Author(s): Vermeersch K,Gabrovska M , Aumann J et al on behalf of the BACE trial investigators

Am J Respir Crit Care Med. 2019 May 3. doi: 10.1164/rccm.201901-0094OC

Airway diseases
General respiratory patient care

Digest Author(s): Stylianos Loukides, e-Learning Director / 9 May, 2019

In this double- blind placebo-controlled trial the authors extended previous knowledge in the field by administering Azithromycin during and for three months after an AECOPD requiring hospitalization. The main outcome was treatment failure within three months. As treatment failure was defined as following: The composite of treatment intensification with medication [TI], step-up in hospital care or readmission for respiratory reasons [SH] or all-cause mortality. The study drug was administered on top of standard care [bronchodilators, antibiotics, systemic corticosteroids] at dose 500mg/day for 3 days and subsequently continued for three months at dose 250mg three times per week. The period of follow up was 6 months. 301 patients were randomized to either azithromycin [147] or placebo [154]. The main results showed lack of statistical significance in the whole treatment failure rate. However, TI and SH significantly differed between the two groups in favor of Azithromycin. No significant difference was observed in regard to mortality rates. The final conclusion was that 3m of azithromycin for AECOPD requiring hospitalization may significantly reduce TF in terms of both TI and SH during the highest risk period.
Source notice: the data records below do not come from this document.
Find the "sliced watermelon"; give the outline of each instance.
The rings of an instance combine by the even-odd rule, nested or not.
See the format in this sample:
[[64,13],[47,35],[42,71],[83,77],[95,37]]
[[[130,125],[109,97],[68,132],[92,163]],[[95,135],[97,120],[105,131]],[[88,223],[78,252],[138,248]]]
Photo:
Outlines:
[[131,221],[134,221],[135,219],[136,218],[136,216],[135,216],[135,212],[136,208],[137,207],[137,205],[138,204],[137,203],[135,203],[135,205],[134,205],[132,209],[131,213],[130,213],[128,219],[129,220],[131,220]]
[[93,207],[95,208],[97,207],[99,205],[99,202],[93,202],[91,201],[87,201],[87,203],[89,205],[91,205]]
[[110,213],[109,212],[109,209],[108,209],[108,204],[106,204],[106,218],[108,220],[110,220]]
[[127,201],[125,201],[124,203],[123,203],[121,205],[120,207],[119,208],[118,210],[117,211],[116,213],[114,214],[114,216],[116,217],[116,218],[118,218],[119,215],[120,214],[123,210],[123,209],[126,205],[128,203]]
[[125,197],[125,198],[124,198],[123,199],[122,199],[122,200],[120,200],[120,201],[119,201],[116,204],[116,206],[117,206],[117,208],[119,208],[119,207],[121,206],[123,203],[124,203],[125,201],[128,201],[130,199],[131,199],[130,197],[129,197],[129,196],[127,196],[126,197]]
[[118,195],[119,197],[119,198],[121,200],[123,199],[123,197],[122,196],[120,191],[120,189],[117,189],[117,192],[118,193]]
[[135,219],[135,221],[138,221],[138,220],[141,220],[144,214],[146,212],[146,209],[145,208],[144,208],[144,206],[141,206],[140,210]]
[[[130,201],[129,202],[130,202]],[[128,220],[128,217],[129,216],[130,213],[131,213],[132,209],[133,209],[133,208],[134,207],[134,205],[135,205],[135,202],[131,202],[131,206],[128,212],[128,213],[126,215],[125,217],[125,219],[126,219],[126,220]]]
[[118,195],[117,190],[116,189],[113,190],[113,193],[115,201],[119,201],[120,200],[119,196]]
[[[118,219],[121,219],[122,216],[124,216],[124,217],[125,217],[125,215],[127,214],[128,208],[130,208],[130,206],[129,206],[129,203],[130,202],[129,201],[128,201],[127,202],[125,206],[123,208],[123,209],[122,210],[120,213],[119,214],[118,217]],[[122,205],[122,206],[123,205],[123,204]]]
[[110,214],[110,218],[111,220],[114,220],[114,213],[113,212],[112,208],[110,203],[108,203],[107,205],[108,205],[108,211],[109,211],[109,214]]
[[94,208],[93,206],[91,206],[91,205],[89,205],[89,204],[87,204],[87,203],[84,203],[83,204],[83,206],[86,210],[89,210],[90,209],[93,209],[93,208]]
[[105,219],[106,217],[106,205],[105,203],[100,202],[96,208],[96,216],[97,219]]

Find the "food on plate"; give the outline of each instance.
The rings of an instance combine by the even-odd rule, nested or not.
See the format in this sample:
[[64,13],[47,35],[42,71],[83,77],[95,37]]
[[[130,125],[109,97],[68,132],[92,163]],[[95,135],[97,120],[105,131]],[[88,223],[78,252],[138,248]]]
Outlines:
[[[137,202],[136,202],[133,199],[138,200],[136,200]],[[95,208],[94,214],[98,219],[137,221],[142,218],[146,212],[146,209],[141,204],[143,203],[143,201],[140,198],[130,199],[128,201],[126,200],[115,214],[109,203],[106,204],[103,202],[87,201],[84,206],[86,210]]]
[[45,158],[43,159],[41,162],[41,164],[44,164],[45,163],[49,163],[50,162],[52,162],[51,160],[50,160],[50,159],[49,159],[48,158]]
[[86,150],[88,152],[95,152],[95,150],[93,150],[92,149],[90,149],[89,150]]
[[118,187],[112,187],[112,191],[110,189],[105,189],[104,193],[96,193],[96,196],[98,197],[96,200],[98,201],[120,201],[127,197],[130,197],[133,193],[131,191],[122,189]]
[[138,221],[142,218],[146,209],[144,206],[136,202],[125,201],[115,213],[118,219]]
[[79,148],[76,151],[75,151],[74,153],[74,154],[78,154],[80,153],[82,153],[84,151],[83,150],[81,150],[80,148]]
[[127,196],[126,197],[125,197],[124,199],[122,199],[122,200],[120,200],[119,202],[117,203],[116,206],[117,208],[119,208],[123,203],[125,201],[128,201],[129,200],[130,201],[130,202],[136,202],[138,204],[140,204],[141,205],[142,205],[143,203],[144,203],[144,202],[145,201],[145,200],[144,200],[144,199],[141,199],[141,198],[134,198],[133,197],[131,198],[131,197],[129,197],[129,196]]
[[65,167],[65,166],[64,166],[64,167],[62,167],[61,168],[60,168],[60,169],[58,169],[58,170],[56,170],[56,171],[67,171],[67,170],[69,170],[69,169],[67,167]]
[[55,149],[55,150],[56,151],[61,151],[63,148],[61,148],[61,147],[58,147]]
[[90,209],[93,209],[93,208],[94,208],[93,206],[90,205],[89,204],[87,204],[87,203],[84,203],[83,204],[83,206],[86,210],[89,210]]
This well-designed study provided us with useful information in the clinical field. Adding azithromycin to standard care during an ECOPD, followed by lower dose for three months may show some benefits which are mainly related to the composite of treatment intensification with medication as well as to step-up in hospital care or readmission for respiratory reasons. Azithromycin exceeds its bacteriostatic role and provides a robust immunomodulatory effect in the ideal environment of COPD exacerbation.